Очень примечателен и сам билет. Почерк, которым он написан, и подпись, которой скреплен, словно принадлежат разным людям. И каждый из них имеет свою биографию и социальную принадлежность. Билет будто писал человек уже пожилой, учившийся в прошлом веке на медные деньги. Он изрядно поднаторел в написании поминаний, здравий, а потом был забран помещиком к себе. Строчки ровные, четкие, каждая буковка отдельно, в буквах много воздуха и просветов, поэтому текст читается сразу, без напряжения. Это образцовое графическое клише конца XVIII века. Буквы стоят прямо, как солдатики, все они одинаковой высоты и ранжира. И в каждой строчке количество их примерно одинаково. Такие почерки вырастали из полуустава.
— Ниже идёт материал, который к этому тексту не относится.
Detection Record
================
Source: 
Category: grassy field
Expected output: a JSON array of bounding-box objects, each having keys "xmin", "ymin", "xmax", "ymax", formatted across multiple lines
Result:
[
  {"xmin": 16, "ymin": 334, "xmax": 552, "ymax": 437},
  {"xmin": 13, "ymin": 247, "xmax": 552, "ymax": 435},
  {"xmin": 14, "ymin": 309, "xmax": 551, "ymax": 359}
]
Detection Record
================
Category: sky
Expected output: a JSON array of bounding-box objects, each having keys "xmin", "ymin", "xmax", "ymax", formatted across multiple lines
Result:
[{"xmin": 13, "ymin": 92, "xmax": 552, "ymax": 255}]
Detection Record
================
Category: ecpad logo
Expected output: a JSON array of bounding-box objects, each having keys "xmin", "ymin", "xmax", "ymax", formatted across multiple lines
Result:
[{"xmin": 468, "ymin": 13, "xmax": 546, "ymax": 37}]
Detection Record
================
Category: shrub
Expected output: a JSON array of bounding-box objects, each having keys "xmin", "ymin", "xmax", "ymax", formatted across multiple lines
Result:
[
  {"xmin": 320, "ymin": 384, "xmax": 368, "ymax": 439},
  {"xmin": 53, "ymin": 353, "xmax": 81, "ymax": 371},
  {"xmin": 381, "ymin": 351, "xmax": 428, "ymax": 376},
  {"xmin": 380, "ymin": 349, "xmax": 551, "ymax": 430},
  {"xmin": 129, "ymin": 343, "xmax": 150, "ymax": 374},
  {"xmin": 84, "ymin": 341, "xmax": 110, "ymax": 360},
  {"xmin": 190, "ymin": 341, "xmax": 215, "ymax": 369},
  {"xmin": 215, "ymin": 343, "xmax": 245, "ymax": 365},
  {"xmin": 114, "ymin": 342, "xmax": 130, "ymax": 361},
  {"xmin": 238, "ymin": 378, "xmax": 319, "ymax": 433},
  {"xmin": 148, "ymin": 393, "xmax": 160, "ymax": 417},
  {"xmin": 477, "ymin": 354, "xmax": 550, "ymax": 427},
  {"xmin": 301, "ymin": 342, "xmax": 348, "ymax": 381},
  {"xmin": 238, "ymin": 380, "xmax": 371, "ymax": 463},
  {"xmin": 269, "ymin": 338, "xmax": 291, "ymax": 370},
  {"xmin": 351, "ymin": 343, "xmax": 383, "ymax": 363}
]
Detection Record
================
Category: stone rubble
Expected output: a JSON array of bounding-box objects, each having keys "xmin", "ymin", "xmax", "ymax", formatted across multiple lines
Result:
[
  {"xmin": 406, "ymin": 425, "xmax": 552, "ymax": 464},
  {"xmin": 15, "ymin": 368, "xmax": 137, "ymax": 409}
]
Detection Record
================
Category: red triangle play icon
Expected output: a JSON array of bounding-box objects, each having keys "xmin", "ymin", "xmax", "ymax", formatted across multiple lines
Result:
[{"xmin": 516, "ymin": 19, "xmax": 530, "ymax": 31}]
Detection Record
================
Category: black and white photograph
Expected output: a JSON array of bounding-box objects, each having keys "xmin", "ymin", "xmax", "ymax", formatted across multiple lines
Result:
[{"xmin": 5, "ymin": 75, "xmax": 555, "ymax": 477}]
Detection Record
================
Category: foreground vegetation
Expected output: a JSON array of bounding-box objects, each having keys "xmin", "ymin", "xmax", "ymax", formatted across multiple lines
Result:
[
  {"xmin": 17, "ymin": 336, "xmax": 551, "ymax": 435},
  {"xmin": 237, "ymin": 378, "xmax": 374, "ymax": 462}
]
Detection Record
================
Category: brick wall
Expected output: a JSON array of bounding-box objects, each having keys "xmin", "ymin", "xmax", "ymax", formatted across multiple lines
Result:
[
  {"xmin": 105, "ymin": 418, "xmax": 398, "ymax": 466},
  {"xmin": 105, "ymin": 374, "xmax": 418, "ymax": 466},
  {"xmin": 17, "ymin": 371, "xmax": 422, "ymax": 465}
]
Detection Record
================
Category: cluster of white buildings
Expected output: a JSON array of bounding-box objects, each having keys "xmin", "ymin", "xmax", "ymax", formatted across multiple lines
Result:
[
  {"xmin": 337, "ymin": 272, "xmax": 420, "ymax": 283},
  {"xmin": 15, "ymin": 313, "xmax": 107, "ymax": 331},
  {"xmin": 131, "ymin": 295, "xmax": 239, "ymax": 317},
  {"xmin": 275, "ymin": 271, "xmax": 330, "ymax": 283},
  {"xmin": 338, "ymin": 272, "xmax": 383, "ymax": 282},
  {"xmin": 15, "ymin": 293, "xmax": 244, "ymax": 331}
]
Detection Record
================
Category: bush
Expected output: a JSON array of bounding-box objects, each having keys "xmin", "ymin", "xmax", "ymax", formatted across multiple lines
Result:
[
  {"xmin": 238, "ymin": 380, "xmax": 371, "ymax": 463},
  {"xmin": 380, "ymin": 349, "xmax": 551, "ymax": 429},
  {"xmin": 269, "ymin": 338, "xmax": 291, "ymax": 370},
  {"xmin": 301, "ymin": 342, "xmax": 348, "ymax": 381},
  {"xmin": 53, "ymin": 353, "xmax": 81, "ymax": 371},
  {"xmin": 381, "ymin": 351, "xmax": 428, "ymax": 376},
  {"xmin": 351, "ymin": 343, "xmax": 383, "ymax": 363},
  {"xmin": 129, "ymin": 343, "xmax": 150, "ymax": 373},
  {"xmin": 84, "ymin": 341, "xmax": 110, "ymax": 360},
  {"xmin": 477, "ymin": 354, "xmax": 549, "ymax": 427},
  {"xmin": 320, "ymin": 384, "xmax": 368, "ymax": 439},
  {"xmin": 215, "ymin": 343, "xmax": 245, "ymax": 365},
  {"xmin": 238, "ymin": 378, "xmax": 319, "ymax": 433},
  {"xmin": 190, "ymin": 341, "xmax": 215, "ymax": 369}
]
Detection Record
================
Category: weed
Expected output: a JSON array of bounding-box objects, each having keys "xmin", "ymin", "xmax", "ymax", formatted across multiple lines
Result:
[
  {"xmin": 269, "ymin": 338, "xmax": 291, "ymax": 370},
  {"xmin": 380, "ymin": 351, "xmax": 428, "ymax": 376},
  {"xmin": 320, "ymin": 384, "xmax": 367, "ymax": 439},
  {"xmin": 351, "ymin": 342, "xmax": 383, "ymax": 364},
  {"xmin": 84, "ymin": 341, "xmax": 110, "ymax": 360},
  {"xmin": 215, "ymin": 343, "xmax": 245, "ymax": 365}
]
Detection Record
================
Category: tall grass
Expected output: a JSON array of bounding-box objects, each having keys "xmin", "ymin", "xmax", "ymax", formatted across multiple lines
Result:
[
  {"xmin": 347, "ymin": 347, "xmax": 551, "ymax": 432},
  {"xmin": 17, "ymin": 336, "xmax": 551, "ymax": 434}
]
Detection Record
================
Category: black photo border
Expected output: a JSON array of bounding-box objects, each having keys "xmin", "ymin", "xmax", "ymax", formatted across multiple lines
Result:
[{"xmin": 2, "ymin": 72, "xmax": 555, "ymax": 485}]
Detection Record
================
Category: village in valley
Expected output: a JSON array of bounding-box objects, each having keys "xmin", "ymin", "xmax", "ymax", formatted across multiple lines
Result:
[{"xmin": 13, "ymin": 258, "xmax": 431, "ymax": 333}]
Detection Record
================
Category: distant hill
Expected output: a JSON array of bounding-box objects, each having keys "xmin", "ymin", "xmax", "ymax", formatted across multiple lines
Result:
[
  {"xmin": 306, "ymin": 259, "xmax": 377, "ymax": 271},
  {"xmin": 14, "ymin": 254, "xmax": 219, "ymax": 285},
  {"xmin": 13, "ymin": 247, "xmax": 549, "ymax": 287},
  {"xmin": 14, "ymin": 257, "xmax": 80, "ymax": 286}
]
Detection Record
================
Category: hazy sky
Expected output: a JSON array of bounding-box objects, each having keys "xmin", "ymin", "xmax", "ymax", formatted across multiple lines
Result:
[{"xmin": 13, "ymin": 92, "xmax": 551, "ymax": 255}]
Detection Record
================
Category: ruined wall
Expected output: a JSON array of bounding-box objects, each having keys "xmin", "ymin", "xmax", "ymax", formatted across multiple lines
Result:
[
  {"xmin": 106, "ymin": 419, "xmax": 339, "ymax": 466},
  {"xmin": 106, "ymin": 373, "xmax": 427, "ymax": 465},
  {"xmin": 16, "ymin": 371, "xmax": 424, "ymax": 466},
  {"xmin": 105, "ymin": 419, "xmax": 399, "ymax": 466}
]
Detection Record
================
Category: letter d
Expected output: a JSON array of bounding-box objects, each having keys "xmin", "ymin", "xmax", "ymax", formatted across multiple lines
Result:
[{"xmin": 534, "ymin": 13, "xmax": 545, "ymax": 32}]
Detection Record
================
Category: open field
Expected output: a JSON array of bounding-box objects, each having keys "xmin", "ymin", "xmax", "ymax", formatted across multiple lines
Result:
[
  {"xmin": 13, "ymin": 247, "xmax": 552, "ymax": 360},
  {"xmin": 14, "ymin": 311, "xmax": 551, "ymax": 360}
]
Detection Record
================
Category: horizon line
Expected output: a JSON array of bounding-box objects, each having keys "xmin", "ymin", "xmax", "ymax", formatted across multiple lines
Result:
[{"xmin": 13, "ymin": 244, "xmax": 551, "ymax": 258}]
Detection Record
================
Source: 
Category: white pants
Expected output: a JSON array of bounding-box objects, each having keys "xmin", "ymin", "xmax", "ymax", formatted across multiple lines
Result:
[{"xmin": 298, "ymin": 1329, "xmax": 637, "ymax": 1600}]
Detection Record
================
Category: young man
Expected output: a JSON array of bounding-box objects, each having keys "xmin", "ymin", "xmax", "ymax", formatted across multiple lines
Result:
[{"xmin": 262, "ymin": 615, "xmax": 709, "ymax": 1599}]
Они рождались в деревне, а не в городе. Уже гоголевский Акакий Акакиевич писал иначе, его почерк формировался в столичных канцеляриях. У Акакия Акакиевича буквы были неровные, каждая имела свой особый характер, у него были даже свои любимицы, а заглавные представляли собой подлинное произведение графологического искусства.

Почерк, которым выписан билет, совсем не таков. Этим почерком писались метрические записи, копии указов, ревизские сказки, всякое другое, выходящее из усадебной канцелярии. Выше чем в казенную палату или в крайнем случае к губернатору такие бумаги не поднимались. Надо было обладать исключительным графическим мастерством, чтобы создать документ такой безукоризненной подлинности, в сущности — портрет крепостного писца.



Подпись же помещицы Осиповой сделана другим, острым пером. Это почерк человека иного происхождения. В нем свобода, легкость, плавность. В нем властность сочетается с мягкой женственностью. Это действительно высокая рука госпожи.

Когда был использован этот билет? В начале декабря? Или ближе к дням восстания?

Обратимся снова к «Запискам» Пущина. «Он спросил меня: что об нем говорят в Петербурге и Москве? При этом вопросе рассказал мне, будто бы император Александр ужасно перепугался, найдя его фамилию в записке коменданта о приезжих в столицу, и тогда только успокоился, когда убедился, что не он приехал, а брат его Левушка». Тут слова стоят в превосходной степени, если царь перепугался, то «ужасно», если успокоился, то только тогда, когда узнал, что Пушкин, да не тот.

Конечно, если поэт так определял отношение императора к нему, надеяться ему было совершенно не на что. Его самовольный приезд в Петербург повлек бы за собой неизбежный арест.

Но вот «властитель слабый и лукавый» умер. К этому времени, очевидно, и относится рассказ кучера Пушкина П. Парфенова. В город Новоржев Пушкин ездил? — спросили его. «Не запомню, ездил ли, — ответил старый кучер. — Меня раз туда посылал, как пришла весть, что царь умер. Он в эвтом известии все сумневался, очень беспокоен был, да прослышал, что в город солдат пришел отпускной из Петербурга, так за эвтим солдатом посылал, чтоб от него доподлинно узнать».

3

 Сб. «Звенья», т. 3-4, 1934, стр. 146.